Değişimi başlattığınızda, yerleşik kültür devasa cüssesiyle karşınıza dikilir ve mücadele isteğinizi kırmaya çalışır. Masayı toplayıp, potansiyelinizi gerçekleştirmenize olanak verecek bir kültüre taşınma imkanınız varsa, bunu yapmak, bana da mantıklı görünüyor. Öte yandan, değişimin dalgaları, er veya geç, oraya da ulaşacak ve davranışları sorgulamaya başlayacaktır. Değişime direnç göstererek potansiyelinizi ortaya çıkaramayacağınıza göre, baş rolü “değişimi yönetme” beceriniz oynayacaktır. Bir beceri, ancak onu kullanarak gelişebilir.
Performanstan memnun olmadığınızda, bağlılığı düşük çalışanları zorlamak, onların enerjisini daha da soğurur, kalıcı gelişim getirmez. Bağlılığı yüksek çalışanlar bile, bazı durumlarda istenen sonuçlara ulaşamazlar. Doğrusu, çözümü; ortak değerlerde bütünleşme ve davranışlarda uzun ömürlü sinerji yaratma alanında aramaktır. Bu alanda her zaman iyileştirme potansiyeli bulunur.

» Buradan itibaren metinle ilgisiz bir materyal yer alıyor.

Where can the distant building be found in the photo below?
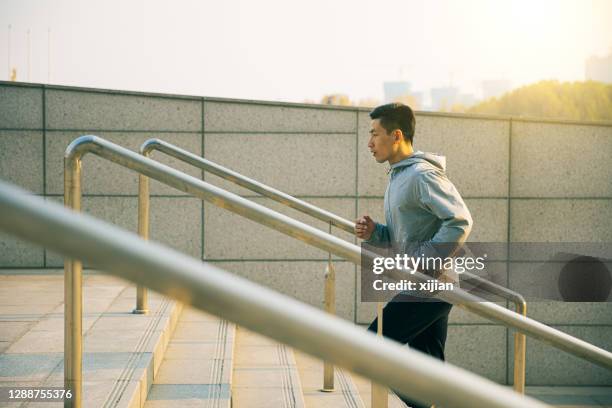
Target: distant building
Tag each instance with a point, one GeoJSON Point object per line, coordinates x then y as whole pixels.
{"type": "Point", "coordinates": [495, 88]}
{"type": "Point", "coordinates": [399, 91]}
{"type": "Point", "coordinates": [599, 68]}
{"type": "Point", "coordinates": [444, 97]}
{"type": "Point", "coordinates": [395, 90]}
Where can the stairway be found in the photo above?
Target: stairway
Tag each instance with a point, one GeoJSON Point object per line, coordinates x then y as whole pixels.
{"type": "Point", "coordinates": [212, 363]}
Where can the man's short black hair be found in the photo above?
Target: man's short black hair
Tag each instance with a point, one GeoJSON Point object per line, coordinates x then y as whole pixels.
{"type": "Point", "coordinates": [396, 116]}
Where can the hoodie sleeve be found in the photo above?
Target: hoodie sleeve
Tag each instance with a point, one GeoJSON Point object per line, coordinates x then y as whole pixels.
{"type": "Point", "coordinates": [438, 196]}
{"type": "Point", "coordinates": [380, 236]}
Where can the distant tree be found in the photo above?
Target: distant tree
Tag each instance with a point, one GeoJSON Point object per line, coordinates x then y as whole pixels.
{"type": "Point", "coordinates": [588, 100]}
{"type": "Point", "coordinates": [336, 99]}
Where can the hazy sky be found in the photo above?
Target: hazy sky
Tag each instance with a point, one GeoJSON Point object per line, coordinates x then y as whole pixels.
{"type": "Point", "coordinates": [296, 50]}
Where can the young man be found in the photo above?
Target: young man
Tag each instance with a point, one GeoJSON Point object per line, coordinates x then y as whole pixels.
{"type": "Point", "coordinates": [424, 215]}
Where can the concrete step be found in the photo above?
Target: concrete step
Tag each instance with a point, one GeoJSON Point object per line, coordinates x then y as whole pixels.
{"type": "Point", "coordinates": [121, 351]}
{"type": "Point", "coordinates": [364, 385]}
{"type": "Point", "coordinates": [345, 394]}
{"type": "Point", "coordinates": [265, 374]}
{"type": "Point", "coordinates": [197, 367]}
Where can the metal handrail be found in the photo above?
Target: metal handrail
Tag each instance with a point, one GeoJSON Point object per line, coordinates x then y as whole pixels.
{"type": "Point", "coordinates": [202, 163]}
{"type": "Point", "coordinates": [248, 304]}
{"type": "Point", "coordinates": [288, 226]}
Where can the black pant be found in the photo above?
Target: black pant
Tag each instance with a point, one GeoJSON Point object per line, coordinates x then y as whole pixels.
{"type": "Point", "coordinates": [420, 324]}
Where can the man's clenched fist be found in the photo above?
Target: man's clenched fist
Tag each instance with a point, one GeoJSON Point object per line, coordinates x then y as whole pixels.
{"type": "Point", "coordinates": [364, 227]}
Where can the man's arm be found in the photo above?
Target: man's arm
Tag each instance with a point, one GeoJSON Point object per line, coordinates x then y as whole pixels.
{"type": "Point", "coordinates": [380, 236]}
{"type": "Point", "coordinates": [439, 196]}
{"type": "Point", "coordinates": [372, 232]}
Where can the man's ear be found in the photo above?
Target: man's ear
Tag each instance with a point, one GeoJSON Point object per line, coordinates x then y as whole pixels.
{"type": "Point", "coordinates": [398, 136]}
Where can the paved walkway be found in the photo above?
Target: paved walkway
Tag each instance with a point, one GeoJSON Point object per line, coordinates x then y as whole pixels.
{"type": "Point", "coordinates": [118, 346]}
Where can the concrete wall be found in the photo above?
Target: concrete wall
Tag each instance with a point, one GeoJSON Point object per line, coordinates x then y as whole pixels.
{"type": "Point", "coordinates": [522, 180]}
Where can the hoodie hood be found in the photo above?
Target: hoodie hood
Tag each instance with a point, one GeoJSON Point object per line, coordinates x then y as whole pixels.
{"type": "Point", "coordinates": [435, 160]}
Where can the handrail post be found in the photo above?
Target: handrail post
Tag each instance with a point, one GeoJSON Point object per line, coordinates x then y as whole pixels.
{"type": "Point", "coordinates": [143, 230]}
{"type": "Point", "coordinates": [330, 307]}
{"type": "Point", "coordinates": [380, 395]}
{"type": "Point", "coordinates": [73, 295]}
{"type": "Point", "coordinates": [520, 349]}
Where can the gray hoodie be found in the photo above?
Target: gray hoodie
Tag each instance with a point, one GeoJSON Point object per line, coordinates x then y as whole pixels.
{"type": "Point", "coordinates": [424, 213]}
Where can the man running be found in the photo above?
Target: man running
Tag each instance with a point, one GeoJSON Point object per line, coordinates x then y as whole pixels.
{"type": "Point", "coordinates": [424, 216]}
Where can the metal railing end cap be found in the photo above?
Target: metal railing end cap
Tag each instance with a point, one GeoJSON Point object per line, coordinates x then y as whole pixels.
{"type": "Point", "coordinates": [79, 146]}
{"type": "Point", "coordinates": [149, 145]}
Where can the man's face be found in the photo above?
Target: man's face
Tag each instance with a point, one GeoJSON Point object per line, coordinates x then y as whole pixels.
{"type": "Point", "coordinates": [382, 144]}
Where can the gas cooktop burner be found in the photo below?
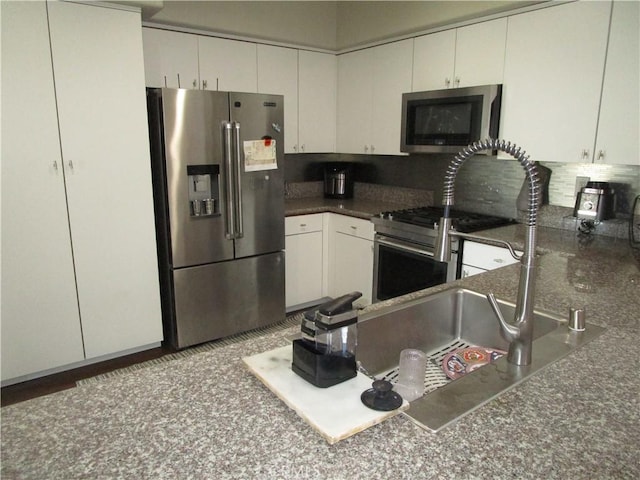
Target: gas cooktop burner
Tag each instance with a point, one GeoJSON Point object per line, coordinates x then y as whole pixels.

Herkesin bir üstü vardır. Üstteki davranışları suçlamak yerine, kendi davranışlarınıza bakmak, size altınızdaki boşlukları gösterir. Yalın düşüncenin sürekli iyileştirme yaklaşımı sadece üretim süreçlerinde değil de, davranışların sürekli iyileştirilmesinde de kullanılırsa, sürdürülebilir bir kültürel gelişim sağlanabilir. İstenen davranış gelişip yayıldıkça, istenmeyen davranışın yerleşebileceği boşlukları doldurur. Bu çaba, sadece “değiştirme gücünüzü” geliştirmekle kalmaz, sorumluluk alanınızda Yüksek Performans Kültürü’nü yaratmanızı sağlar.
Şimdi sorumluluk almanıza engel olan nedir?